2. Photograph in the shaded areas with even light hitting your subjects face.
3. Focus on the eyes. If your aperture is wide open you will need to keep the focus on the eyes. The rest of the face will be slightly out of focus. You need to be closer to your subject to get this effect.
4. If you want to photograph your subject from head to toe carefully choose your aperture setting to allow your subject to be totally in focus. If you are still shooting wide open at a f/2.8 for instance, your depth of field is too shallow to have your subject in full focus. Close down your aperture to about f/5.6, don’t take your shutter speed lower than 1/125 because it will cause blur. Increase your ISO to 200 and see if you can bring enough light in to get a great shot. This is assuming you are shooting in shade or at dusk or both. These settings are suggestions to get you to understand what I am saying, so play around with different combination’s to find out what works best.
5. Shoot in manual mode. I have read so many articles that say to rely on aperture priority mode, and that is OK for the first month as you get to know your camera. If you want quality photographs you really have to go for it and learn manual.
6. Be sure there is light reflecting in your subject’s eyes. You can achieve this even in the shade. Always turn your subject toward the light source to make this happen.
7. Give your subject something to hold, I often use flowers with children, even boys look adorable with flowers. I have used seashells when shooting at the beach.
8. Be aware of what is in your background. I try to have light and shade in my background and to keep it very simple, so the subject is the focus. I also find when shooting outdoors my favorite portraits end up being the ones that have an endless background, rather than a bush, or a wall.
9. Have some input on how your subject will dress for the picture. I give a lot of input on wardrobe for family portraits and for my child photography.
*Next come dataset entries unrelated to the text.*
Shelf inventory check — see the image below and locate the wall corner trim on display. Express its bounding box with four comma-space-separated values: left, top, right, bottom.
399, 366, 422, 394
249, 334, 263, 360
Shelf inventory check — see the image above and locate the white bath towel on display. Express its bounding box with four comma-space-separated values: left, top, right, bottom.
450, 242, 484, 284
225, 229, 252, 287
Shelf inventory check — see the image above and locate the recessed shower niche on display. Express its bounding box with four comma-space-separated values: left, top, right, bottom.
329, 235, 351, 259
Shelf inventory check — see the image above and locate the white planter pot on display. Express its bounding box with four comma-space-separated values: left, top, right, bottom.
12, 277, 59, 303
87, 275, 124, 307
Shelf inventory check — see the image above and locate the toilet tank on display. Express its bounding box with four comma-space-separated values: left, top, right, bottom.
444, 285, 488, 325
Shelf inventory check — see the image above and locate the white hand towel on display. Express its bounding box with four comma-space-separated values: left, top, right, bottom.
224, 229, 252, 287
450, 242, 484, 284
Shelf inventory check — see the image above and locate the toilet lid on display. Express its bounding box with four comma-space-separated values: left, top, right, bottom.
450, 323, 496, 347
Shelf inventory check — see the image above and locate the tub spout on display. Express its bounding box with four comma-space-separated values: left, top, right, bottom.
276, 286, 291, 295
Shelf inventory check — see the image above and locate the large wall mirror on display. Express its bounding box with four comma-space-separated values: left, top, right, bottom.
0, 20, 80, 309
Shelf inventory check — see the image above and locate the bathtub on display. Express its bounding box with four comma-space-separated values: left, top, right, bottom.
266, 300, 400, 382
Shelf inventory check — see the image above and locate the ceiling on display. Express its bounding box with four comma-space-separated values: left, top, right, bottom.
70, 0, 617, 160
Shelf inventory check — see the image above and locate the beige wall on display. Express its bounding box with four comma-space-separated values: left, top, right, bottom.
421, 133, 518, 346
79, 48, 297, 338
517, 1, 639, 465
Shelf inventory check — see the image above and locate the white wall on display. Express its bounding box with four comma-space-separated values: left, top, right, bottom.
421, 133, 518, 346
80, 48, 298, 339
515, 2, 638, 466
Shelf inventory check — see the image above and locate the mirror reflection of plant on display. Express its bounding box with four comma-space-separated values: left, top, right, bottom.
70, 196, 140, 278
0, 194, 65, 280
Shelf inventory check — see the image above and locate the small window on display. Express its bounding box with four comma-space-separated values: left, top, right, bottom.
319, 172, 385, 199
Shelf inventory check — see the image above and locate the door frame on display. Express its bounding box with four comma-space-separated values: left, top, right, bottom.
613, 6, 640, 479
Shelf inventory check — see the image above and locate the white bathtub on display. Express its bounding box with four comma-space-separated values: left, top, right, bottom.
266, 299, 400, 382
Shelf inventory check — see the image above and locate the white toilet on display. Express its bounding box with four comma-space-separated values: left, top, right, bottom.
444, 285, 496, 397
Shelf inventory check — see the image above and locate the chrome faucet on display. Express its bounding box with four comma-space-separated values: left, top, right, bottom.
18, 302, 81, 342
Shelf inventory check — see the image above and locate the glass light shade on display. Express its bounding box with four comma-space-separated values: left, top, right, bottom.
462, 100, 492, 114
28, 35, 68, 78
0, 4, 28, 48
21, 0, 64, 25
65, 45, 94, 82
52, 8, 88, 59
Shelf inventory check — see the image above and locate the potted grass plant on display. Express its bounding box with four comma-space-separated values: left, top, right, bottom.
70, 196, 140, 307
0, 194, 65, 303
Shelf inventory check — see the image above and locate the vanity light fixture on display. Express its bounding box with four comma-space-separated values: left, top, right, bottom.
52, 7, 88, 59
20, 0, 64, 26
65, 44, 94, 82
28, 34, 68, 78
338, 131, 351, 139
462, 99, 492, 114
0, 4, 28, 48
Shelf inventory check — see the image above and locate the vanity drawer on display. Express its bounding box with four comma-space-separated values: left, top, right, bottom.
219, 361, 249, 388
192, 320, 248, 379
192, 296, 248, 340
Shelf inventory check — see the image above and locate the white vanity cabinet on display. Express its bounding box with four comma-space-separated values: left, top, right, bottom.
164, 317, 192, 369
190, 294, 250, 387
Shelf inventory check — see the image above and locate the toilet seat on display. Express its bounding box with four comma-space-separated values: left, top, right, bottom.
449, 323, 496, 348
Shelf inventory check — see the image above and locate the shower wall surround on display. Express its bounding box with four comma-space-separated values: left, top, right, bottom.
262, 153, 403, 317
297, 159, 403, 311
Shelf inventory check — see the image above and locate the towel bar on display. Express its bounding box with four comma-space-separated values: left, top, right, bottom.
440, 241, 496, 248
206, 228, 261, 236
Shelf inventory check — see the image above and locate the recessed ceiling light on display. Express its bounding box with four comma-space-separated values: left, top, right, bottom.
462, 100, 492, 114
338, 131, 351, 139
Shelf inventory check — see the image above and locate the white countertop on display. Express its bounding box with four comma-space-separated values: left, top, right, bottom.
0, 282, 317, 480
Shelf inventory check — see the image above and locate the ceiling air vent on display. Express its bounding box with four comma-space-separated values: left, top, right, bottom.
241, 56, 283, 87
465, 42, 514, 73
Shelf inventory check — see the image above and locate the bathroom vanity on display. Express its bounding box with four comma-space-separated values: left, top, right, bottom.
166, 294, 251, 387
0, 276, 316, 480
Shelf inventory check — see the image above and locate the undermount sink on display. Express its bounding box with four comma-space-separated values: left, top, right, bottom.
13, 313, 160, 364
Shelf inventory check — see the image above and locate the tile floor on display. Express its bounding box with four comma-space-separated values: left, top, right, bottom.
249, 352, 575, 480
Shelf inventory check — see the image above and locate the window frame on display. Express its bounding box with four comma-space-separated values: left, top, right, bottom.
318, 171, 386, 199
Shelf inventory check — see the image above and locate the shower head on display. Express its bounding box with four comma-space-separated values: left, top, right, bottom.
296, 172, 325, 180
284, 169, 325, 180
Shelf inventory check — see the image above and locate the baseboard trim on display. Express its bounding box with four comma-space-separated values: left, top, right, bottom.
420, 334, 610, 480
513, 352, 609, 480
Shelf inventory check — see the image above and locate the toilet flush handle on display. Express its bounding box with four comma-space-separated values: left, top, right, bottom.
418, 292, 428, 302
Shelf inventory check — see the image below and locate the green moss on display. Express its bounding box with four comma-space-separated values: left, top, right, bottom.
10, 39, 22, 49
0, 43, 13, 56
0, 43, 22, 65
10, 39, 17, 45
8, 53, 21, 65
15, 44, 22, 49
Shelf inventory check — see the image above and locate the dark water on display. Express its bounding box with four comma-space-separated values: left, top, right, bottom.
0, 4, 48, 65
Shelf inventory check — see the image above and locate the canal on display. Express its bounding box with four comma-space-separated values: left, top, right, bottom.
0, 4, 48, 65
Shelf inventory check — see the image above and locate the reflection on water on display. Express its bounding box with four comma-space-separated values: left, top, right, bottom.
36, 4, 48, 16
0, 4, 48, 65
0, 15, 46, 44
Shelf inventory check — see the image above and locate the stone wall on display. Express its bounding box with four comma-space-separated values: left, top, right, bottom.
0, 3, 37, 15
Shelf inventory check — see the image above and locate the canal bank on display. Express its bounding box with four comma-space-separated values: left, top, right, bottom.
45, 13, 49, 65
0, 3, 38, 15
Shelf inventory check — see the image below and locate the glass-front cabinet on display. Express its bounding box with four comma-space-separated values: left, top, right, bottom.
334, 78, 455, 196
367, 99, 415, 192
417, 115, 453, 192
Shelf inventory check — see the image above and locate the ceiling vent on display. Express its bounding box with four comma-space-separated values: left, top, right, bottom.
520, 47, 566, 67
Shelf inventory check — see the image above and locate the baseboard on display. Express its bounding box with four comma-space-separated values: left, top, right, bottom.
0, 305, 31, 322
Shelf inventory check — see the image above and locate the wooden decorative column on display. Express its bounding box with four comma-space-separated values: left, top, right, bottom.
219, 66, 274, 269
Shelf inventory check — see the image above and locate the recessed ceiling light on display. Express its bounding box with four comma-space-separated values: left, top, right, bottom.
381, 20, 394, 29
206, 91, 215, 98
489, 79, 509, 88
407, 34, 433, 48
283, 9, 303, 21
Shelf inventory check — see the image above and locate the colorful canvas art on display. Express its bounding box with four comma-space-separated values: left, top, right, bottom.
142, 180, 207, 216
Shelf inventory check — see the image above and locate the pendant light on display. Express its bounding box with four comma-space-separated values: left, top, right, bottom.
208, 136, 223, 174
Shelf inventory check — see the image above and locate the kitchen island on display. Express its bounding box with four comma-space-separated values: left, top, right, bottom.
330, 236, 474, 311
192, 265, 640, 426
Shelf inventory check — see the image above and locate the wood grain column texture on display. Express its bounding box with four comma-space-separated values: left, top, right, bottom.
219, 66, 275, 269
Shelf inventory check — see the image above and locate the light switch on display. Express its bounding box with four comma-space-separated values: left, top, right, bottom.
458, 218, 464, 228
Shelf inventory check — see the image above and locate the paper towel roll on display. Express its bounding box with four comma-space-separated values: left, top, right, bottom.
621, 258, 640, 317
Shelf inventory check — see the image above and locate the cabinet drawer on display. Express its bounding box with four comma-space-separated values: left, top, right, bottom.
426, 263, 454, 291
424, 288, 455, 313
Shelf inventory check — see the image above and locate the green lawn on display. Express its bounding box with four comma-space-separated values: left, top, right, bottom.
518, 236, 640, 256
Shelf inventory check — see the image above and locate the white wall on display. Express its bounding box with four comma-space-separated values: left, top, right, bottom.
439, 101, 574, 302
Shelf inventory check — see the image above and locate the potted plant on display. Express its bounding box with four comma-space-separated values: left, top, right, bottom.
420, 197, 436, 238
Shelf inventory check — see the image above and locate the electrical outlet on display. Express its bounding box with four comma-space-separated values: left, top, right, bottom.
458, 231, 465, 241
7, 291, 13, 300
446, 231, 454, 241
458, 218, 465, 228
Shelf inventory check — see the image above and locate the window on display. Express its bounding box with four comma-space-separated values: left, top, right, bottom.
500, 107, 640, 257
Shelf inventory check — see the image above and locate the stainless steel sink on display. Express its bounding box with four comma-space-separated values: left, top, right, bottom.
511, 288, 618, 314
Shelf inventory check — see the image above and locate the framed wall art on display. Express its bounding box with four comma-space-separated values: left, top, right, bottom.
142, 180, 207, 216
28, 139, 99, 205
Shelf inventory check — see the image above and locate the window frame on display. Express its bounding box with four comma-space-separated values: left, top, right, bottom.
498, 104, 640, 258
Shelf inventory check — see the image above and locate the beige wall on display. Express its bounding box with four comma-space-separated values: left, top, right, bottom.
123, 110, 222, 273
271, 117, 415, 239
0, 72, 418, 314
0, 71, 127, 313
Remember you are the artist creating your vision, so clothing and props matter.
10. Buy Photoshop Elements and learn to install actions that help you edit your pictures. I use PSE 8 and I have bought Florabella actions and Child’s Play. Lucky for me these action creators have made their actions compatible with Photo Shop Elements, and some actions only work with the professional version of Photoshop. Editing and actions has taken my pictures to a new level. Since I shoot in the shade I rely on the actions to lighten and brighten my images and they do such a great job!